The managers and the sales force of Green Fingers garden center are white-collar knowledge workers that would require a more sophisticated rewards system. As explained previously, the most effective ways to bolster the sales force would be profit sharing combined with individual pay for performance schemes.
However, even more, effective benefits would be intangible and implicit, such as a positive workplace environment, a sense of belonging to a common cause, and emotional investment in the success of the company. Awarding white-collar employees with small shares in the company would be very effective if done at higher levels to foster organizational loyalty. It will also show the owners’ confidence in their business, which might attract additional investments and help Green Fingers grow. However, there exists another caveat that must be taken into account in the case of knowledge workers.
The current generations’ preference for discretion, autonomy, and competence requires them to be creative in the workplace. The responsibilities of knowledge workers, by definition, require them to think. Malik, Butt, and Choi (2014) assert that creativity can only be incentivized in individual employees if they feel like the incentives are important to them personally. The presence of unnecessary benefits that the employees do not care about can actively harm their performance.
Therefore, the tangible financial and non-financial benefits package must be negotiated with each employee personally. Constant feedback must also be collected to introduce beneficial practices and slash unnecessary ones.
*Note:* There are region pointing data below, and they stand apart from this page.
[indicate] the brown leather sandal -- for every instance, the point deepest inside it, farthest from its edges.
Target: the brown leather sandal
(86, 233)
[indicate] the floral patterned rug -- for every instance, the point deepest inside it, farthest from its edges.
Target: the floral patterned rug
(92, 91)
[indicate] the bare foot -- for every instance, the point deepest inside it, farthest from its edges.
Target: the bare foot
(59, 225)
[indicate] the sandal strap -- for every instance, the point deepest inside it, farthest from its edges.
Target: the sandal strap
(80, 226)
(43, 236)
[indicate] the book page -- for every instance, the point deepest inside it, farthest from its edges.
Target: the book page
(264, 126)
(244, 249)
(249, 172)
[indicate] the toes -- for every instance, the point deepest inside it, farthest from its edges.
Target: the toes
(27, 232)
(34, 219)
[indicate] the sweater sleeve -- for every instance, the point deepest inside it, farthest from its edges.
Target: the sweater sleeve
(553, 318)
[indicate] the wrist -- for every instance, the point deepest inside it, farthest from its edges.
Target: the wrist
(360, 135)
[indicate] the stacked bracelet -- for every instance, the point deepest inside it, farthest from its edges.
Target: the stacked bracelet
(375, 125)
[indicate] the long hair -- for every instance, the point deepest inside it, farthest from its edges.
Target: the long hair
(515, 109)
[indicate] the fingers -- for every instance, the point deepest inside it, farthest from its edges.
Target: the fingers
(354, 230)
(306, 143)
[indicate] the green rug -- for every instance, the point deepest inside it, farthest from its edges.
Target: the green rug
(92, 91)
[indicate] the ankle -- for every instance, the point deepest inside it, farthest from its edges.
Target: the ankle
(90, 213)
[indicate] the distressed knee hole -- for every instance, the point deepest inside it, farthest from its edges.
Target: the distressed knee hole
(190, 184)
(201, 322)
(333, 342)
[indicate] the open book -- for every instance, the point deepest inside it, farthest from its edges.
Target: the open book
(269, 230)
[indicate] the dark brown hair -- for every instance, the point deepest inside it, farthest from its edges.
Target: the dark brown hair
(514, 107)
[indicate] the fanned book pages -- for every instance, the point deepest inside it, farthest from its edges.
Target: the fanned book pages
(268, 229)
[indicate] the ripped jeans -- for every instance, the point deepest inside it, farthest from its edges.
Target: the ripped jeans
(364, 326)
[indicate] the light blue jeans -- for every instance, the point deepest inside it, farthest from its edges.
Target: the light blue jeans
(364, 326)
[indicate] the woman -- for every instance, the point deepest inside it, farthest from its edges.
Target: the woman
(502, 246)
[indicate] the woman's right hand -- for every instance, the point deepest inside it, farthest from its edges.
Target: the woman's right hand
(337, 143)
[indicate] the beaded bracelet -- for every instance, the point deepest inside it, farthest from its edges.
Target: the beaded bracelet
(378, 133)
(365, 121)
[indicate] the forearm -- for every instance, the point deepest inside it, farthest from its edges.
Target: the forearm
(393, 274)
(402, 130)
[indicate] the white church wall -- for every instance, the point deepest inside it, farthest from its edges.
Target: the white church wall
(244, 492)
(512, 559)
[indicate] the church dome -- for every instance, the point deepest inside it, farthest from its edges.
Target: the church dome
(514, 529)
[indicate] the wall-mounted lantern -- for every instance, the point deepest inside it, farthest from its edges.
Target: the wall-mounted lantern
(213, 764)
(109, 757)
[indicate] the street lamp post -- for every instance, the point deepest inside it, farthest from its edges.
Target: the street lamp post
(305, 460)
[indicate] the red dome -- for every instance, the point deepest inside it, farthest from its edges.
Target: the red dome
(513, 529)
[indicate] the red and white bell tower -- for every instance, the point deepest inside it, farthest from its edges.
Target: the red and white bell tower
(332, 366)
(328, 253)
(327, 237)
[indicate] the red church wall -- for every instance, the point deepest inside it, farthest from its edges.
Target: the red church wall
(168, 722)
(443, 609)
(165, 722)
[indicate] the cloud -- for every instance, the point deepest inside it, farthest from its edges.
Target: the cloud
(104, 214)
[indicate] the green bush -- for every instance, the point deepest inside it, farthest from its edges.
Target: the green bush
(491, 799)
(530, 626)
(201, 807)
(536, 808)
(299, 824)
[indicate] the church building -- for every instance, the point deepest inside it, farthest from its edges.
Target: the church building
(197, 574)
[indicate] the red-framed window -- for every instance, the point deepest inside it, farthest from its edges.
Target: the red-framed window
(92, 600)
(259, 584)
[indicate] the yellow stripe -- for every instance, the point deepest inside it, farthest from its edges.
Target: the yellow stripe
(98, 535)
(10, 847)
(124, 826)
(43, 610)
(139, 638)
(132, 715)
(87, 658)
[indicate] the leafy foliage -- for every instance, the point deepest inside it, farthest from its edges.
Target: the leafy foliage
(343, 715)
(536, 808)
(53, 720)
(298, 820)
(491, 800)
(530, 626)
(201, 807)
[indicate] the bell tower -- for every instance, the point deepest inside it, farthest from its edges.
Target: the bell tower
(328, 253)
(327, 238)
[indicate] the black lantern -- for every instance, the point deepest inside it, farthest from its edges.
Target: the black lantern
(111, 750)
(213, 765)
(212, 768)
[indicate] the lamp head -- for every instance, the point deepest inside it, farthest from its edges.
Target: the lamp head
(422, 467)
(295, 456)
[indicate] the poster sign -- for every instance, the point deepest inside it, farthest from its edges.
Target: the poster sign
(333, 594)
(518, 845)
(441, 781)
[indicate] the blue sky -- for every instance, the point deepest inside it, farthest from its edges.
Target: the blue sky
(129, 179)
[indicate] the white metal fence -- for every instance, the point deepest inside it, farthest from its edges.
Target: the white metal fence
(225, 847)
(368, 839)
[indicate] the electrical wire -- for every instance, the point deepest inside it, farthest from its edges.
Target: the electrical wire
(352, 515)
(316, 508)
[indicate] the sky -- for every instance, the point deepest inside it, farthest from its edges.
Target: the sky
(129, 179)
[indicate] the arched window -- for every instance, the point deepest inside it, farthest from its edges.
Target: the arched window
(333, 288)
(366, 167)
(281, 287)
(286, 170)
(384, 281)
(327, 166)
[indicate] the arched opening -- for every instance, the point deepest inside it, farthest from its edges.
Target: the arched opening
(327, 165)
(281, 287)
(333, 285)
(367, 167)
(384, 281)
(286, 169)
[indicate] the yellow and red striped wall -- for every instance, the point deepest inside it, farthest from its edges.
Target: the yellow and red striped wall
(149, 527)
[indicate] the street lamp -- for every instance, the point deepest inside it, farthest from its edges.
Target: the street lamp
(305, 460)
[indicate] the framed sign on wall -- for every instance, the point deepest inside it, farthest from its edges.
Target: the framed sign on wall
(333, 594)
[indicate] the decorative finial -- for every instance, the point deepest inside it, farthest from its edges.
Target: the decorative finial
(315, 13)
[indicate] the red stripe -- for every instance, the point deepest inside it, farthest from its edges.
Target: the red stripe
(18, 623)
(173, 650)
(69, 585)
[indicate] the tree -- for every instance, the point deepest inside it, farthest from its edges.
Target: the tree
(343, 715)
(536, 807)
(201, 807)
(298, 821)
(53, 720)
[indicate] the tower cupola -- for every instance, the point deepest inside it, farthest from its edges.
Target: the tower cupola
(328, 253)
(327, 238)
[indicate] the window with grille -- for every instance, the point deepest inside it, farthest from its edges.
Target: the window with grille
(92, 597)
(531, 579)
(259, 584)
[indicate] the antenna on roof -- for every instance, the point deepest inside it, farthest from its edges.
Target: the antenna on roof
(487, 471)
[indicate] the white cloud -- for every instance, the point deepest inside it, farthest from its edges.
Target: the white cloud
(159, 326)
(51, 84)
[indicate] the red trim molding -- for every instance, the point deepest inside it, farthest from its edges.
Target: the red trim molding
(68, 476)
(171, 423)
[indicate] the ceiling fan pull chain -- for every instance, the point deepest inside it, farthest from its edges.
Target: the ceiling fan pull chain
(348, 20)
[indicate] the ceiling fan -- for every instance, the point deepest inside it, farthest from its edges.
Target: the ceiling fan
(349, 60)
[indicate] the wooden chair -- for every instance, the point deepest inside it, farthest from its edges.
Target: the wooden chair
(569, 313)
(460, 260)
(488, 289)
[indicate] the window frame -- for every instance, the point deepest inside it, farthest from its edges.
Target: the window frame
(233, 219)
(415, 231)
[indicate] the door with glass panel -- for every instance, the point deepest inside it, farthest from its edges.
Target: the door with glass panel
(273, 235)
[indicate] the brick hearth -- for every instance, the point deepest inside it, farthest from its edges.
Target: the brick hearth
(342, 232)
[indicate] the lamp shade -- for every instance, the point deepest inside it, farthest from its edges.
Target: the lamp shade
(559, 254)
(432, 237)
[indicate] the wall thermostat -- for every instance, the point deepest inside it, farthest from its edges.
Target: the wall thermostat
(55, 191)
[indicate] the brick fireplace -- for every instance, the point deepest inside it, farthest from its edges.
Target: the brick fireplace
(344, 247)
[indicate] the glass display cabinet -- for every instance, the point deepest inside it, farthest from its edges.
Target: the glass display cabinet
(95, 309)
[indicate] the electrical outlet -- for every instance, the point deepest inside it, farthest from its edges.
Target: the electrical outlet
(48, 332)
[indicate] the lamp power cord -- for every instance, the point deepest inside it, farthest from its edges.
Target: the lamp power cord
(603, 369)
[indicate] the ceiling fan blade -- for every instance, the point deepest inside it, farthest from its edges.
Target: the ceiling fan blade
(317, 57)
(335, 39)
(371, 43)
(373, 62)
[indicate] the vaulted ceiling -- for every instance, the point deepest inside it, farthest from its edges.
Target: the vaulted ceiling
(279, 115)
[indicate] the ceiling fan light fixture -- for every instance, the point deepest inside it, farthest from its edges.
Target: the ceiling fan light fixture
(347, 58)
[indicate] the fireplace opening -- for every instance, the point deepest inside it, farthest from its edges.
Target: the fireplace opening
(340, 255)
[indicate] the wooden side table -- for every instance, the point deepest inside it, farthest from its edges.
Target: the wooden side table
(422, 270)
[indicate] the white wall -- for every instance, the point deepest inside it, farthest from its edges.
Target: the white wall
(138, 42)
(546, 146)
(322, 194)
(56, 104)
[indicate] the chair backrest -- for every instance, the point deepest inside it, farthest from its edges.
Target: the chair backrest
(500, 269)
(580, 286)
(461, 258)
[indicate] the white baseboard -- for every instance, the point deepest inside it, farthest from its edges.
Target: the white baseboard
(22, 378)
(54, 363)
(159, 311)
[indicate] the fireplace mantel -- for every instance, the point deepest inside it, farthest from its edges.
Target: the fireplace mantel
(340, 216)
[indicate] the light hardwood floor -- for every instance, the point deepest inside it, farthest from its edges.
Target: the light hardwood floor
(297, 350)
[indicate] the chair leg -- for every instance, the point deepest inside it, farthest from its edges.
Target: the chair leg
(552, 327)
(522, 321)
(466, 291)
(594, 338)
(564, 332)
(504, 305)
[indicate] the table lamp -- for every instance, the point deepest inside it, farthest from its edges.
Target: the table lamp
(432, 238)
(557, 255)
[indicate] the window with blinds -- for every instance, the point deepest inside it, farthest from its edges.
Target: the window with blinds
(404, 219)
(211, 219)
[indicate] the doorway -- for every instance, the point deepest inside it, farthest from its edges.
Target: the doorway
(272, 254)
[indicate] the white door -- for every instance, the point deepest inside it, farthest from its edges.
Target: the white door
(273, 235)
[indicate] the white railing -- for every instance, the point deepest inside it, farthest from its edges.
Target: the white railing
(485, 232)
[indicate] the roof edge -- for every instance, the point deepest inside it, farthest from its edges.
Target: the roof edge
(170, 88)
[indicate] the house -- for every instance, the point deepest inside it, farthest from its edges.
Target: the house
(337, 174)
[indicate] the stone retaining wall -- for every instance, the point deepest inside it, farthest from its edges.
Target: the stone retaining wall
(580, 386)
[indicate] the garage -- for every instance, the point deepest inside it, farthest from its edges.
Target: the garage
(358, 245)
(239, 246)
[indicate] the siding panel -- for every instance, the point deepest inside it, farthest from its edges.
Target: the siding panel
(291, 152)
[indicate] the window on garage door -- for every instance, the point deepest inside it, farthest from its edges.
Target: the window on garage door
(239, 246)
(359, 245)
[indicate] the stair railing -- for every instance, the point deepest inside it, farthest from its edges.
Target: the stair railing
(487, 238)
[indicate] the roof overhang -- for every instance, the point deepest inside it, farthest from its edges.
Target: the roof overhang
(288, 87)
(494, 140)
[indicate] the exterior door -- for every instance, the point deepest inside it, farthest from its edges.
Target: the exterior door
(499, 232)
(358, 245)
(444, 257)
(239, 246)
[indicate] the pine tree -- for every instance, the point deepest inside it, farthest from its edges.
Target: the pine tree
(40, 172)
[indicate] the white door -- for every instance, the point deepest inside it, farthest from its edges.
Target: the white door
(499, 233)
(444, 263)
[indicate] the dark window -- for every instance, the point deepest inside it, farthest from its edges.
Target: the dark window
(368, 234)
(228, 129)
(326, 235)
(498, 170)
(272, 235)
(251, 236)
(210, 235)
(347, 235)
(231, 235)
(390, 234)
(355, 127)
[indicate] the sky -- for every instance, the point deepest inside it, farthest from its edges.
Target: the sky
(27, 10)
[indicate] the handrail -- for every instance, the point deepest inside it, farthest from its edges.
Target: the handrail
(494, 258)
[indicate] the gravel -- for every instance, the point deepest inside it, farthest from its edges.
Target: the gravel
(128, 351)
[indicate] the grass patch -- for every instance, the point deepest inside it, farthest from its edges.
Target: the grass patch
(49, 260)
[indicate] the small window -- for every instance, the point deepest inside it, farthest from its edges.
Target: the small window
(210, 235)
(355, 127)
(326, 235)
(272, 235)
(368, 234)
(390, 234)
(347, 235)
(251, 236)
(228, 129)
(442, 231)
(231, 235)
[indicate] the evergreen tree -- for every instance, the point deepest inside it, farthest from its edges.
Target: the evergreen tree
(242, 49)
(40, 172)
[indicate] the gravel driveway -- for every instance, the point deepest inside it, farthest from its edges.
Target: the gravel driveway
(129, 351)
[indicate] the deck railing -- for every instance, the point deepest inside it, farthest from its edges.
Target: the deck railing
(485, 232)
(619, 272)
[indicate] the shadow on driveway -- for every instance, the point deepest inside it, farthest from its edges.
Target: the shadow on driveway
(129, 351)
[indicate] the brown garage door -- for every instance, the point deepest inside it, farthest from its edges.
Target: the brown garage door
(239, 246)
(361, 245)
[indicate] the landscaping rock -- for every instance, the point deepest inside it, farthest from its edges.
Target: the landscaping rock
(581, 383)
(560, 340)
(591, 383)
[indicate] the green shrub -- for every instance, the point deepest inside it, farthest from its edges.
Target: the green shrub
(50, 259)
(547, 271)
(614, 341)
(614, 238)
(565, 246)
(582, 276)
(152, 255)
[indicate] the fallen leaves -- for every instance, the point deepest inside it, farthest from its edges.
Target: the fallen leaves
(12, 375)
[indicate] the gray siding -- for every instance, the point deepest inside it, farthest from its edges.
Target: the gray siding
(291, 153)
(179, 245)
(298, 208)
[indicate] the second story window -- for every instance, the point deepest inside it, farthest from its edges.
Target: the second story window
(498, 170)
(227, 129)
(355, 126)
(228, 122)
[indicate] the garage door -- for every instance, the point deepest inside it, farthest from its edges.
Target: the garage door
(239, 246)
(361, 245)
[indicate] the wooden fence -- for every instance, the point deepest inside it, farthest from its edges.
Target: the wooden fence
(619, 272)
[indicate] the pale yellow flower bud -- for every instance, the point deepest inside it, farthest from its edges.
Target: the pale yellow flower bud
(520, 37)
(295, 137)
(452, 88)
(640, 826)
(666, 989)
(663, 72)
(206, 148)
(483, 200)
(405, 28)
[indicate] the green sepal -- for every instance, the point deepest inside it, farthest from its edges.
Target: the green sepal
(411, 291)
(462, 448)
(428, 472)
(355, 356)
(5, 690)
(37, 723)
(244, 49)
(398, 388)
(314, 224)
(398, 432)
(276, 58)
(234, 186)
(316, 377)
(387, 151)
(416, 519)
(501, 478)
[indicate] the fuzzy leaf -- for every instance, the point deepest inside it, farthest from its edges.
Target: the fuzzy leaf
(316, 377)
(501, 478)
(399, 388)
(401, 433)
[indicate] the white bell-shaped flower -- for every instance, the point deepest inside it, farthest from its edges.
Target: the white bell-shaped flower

The white-collar job families should feature highly customizable pay structures, instead of a one-size-fits-all solution. Some employees may prefer a higher flat rate instead of profit-sharing, and they should be given that option.
The other job families in Green Fingers are more blue-collar in nature, and thus do not require as robust an incentive program as the rest. They would benefit significantly from implicit and intangible rewards that come from conscious management, explicitly explained opportunities for raises and promotions, and recognition of hard work from their superiors.
The same options for stock-based benefits should be offered with promotions, but they need not be the default. The reward structure for blue-collar families should emphasize career advancement and base pay over other tangible benefits. Team-based pay for performance schemes should also be implemented to stimulate both teamwork and individual success.
Conclusion
There is no consensus in the academic spheres on what reward system is the best. Some argue that incentive packages do not work at all, others swear by intangible benefits; some say that above-average base pay is an excellent motivator, others disagree. It appears that every business has to make its own choice regarding what benefits to offer its employees.
Green Fingers garden center is most likely to succeed if it negotiates individual benefits with the knowledge workers and offers stock-based incentives with promotions to stimulate organizational loyalty. Additionally, the most important benefit would be a healthy workplace atmosphere and friendly managers.